Refrigerated storage of raw milk is used to limit the growth of microorganisms in milk prior to processing. It has been known for some time that the quality and yield of cheese produced from bulk cooled milk may be adversely affected by this procedure (Weatherup et al., 1988; Weatherup and Mullan, 1993). The reduced yield and poor quality may be due to physico-chemical changes in the state of several milk components e.g. dissociation of micellar casein, mainly Κ-casein into a soluble phase, occurs during the first 48 h of storage at 4° and 7° C. This results in losses of fat and curd fines, weaker curd, more moist curd and a slightly lower yield. Partial reversal of dissociation occurs after further storage. The reduced yield and quality can also be due to the activity of proteases and lipases produced by psychrotrophic bacteria.

Despite the work that has been done over many years milk is still being stored for extended periods (1-3+ days on some farms) and cheesemakers are again (2019) reporting problems with the yield and quality of cheese produced using this milk.

Following several queries related to milk quality and cheese manufacture I am providing a report written by Wilf Weatherup and me some years ago that may be helpful.

A simple calculator has been provided using the total viable count of milk prior to pasteurisation and a regression equation to predict the grade value of Cheddar cheese.

Case study

This section contains the results of an actual investigation of an apparent reduction in the yield of Cheddar cheese made in October of year X compared with the same month a year previously. 

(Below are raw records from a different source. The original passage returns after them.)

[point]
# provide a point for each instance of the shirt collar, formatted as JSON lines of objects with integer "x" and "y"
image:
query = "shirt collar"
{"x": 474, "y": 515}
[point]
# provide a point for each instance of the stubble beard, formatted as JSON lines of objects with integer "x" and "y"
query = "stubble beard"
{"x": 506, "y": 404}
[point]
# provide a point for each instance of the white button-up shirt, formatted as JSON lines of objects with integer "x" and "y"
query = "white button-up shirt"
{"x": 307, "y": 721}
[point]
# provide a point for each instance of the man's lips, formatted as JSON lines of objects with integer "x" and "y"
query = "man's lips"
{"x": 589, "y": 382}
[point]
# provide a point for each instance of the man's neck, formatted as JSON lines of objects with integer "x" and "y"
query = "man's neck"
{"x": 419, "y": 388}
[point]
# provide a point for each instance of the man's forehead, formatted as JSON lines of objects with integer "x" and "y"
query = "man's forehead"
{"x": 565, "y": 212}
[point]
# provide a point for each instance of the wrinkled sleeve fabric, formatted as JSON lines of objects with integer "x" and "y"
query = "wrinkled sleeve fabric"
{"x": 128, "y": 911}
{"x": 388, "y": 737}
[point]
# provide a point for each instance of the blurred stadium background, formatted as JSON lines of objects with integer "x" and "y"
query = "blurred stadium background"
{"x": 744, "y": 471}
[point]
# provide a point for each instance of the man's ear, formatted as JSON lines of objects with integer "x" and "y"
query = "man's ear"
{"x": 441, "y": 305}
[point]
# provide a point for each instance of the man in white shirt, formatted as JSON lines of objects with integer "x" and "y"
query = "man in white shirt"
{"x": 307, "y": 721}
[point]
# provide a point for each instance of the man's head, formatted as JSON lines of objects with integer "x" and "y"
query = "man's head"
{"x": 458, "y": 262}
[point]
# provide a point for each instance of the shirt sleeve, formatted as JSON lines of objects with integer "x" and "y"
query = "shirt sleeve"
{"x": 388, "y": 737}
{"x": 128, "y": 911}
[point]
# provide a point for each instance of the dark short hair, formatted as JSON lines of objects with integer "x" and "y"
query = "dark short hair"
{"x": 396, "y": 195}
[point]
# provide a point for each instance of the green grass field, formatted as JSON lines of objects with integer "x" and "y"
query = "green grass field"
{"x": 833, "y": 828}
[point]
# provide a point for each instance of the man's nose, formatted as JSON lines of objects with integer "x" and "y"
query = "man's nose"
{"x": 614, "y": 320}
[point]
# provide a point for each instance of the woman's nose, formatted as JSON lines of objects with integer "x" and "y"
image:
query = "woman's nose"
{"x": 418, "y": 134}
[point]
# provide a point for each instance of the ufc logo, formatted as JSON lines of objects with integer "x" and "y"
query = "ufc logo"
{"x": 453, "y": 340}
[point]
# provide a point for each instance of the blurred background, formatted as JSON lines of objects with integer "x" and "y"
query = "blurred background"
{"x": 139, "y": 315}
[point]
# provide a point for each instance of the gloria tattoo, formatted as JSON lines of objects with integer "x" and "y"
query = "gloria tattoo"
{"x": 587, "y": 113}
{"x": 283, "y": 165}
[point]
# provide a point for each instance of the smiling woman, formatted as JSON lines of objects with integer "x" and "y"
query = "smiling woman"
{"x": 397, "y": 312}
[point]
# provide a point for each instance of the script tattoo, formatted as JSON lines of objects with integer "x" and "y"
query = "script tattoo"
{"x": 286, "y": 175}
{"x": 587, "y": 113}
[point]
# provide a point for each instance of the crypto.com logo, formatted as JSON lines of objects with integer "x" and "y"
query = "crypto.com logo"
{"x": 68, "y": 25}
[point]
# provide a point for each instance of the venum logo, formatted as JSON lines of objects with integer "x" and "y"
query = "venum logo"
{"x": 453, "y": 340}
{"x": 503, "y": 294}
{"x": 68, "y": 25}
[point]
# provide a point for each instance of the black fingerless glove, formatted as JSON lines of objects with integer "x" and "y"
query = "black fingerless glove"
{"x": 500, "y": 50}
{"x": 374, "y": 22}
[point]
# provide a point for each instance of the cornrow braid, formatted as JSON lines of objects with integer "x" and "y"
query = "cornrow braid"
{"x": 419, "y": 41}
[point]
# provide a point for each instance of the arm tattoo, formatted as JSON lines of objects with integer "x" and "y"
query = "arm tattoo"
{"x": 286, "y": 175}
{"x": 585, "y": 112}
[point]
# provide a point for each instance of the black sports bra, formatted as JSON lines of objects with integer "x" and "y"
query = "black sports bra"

Five  vats of cheese were manufactured in the factory and the milk and cheese were subject to chemical analysis. The samples were analysed at a reputable laboratory.

The following data (Table 1) for milk, cheese and yield (adjusted per 100 kg of milk) were obtained.

This section of the Dairy Science and Food Technology website provides an outline of how the commercial 'cheese yield problem' outlined earlier might be approached and how yield and cheese component retention can be analysed and presented. This is achieved using a unique on-line calculator that is shown in the cheese yield spreadsheet.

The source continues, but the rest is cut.